Vegeta e Bulma si staccarono di scatto e voltarono entrambi la testa verso la porta rimasta aperta...
 
La ragazza si svegliò di soprassalto e cadde dal letto. Non aveva ancora indossato il pigiama, aveva solamente una canottierina leggera e un paio di slip; in mano stringeva qualcosa: la tuta da combattimento di Vegeta. 
Quando sua madre aprì la porta senza neanche bussare era ancora un pò intontita, ma per lo meno era riuscita a rendersi un pò più presentabile. Seduta sul letto a gambe incrociate, la ragazza cominciò a ricucire un brutto squarcio su un fianco della tuta, anche se non era del tutto sicura che sarebbe stata ancora utilizzabile.
"Tesoro, guarda un pò qua!" strillò la signora Brief andandosi a sedere ai piedi del letto della figlia. In mano aveva un catalogo di una compagnia di cosmetici.
"Ci sono alcuni trucchi davvero strabilianti, cara, certi ombretti brillantinati che sono la fine del mondo, poi guarda questi rossetti!" cominciò a sproluquiare incessantemente e Bulma non dovette far altro che sorridere un pochino e commentare con alcuni "Wow" ciò che la madre reputava particolarmente entusiasmante. I trucchi di per sè non l'attiravano più di tanto, poi in quel momento si sentiva terribilmente distaccata da qualsiasi cosa. Aveva bisogno di restare un pò da sola e di riflettere.
"Mamma" disse con tutta la delicatezza che riuscì a trovare in sè "se non ti spiace vorrei andare a dormire. E' stata una giornata piuttosto lunga, sono stanca". 
"Certo, capisco. A proposito, cara, com'è andata oggi con Yamcha? Siete andati da Kadiri?" le chiese dolcemente. Bulma cercò di rispondere con un tono più entusiasta possibile.
"Oh sì, certo. E' andata bene, ci siamo divertiti. Kadiri ti saluta" rispose con un sorriso tirato.
"Bene, sono contenta. Allora buonanotte, figlia mia, ci vediamo domani" rispose la madre avvicinandosi per schioccare a Bulma un baciò sulla guancia. Poi si alzò e fece per uscire, ma Bulma la richiamò.
"Ehi mamma aspetta un momento!" le strillò dietro. La signora Brief si voltò sorpresa.
"Sì, tesoro?" chiese guardando la ragazza, che si morse un labbro, esitante.
"Ehm... Hai visto Vegeta oggi?" chiese cercando di trattenere l'interesse. Non guardò la madre negli occhi per paura di tradirsi.
"Vegeta, dici? Sì, certo. E' uscito da quella sua stanza piuttosto tardi, ha cenato e poi è andato a dormire, presumo. Perchè?" Bulma non si aspettava quella domanda. Ricominciò a cucire la tuta.

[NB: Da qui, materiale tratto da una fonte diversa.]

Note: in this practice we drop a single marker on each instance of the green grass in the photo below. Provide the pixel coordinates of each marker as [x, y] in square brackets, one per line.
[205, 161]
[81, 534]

"Beh, volevo solo sapere quanti danni ha combinato lì dentro, visto che sarò io a dover sistemare" rispose mentendo spudoratamente. La madre ridacchiò piano, poi uscì e si chiuse la porta alle spalle.
Bulma si lasciò cadere sul letto buttando a terra la tuta del Sayan. Aveva la testa piena di immagini e sensazioni che, in un certo senso, non aveva mai provato. Non perchè non avesse mai baciato un uomo, ma perchè, ovviamente, non aveva mai concretamente baciato Vegeta. Eppure il contatto con le sue labbra calde le era sembrato così reale... 

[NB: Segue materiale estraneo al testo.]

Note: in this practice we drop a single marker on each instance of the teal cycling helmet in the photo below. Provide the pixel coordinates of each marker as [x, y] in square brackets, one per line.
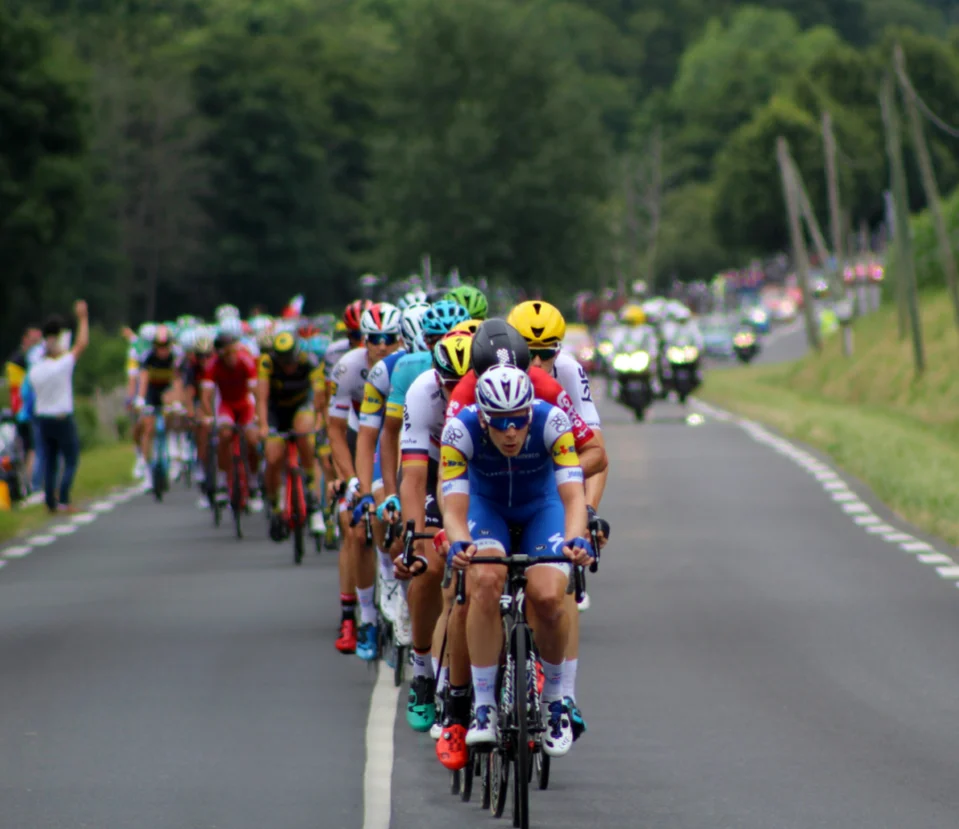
[472, 299]
[442, 316]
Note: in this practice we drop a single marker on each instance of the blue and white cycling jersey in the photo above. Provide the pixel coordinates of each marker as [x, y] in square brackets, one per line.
[507, 491]
[405, 373]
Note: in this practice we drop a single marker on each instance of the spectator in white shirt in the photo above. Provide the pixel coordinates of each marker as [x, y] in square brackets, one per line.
[52, 380]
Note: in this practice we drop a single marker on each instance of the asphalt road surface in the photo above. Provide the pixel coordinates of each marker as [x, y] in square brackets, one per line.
[752, 660]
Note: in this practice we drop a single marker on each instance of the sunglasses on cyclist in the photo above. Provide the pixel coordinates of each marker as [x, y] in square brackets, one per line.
[516, 421]
[382, 339]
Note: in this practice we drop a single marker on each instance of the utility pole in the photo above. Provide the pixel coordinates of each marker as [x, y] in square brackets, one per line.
[929, 182]
[900, 194]
[832, 190]
[798, 242]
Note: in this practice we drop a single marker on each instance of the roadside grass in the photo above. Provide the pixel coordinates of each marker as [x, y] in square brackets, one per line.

Scacciò quei pensieri scuotendo la testa, tirò giù le coperte, s'infilò sotto al piumone caldo, chiuse gli occhi e cercò di rilassarsi, ma sapeva che sarebbe stato difficile prendere sonno.
 
Vegeta stava sdraiato a letto e fissava il soffitto. L'alba era vicina, i suoi sensi potevano percepirla. Teneva un polso appoggiato sulla fronte e con l'altra mano tamburellava nervoso sui suoi addominali scolpiti. Voleva alzarsi e correre nella camera gravitazionale per ricominciare ad allenarsi, voleva superare il limite, trasformarsi in Super Sayan e diventare l'essere più potente della galassia, così da conquistarla. Pensando agli allenamenti, la sua mente andò a quello che aveva combinato nella stanza: i robot era tutti completamente distrutti, il computer centrale era stato colpito diverse volte e ogni tanto andava in tilt. Il giorno prima aveva dovuto spegnere tutto e riaccendere quattro volte. Doveva avvertire la terrestre, dirle di sistemare la camera al più presto o non avrebbe di nuovo avuto modo di allenarsi come si deve; ma doveva cercare di dirglielo nel modo migliore possibile. Per quanto non sopportasse quella ragazza con quegli assurdi capelli, doveva ammettere -per lo meno a se stesso- che se si fosse stufata di fornirgli i mezzi per allenarsi sarebbe stato nei guai. Vegeta ne aveva assoluto bisogno. E come se non bastasse, lei faceva pure la strafottente. Il modo in cui gli teneva testa era tremendamente irritante, ma allo stesso tempo ne era quasi affascinato: non aveva mai conosciuto qualcuno che avesse il coraggio di sfidarlo a quel modo, persino Kaaroth aveva avuto qualche momento di esitazione durante il loro primo scontro. Lei invece no. Non aveva paura che Vegeta la uccidesse e questo lo infastidiva non poco. Avrebbe voluto insegnargli a rispettare i superiori, ma finchè gli sarebbe servita avrebbe dovuto adeguarsi. 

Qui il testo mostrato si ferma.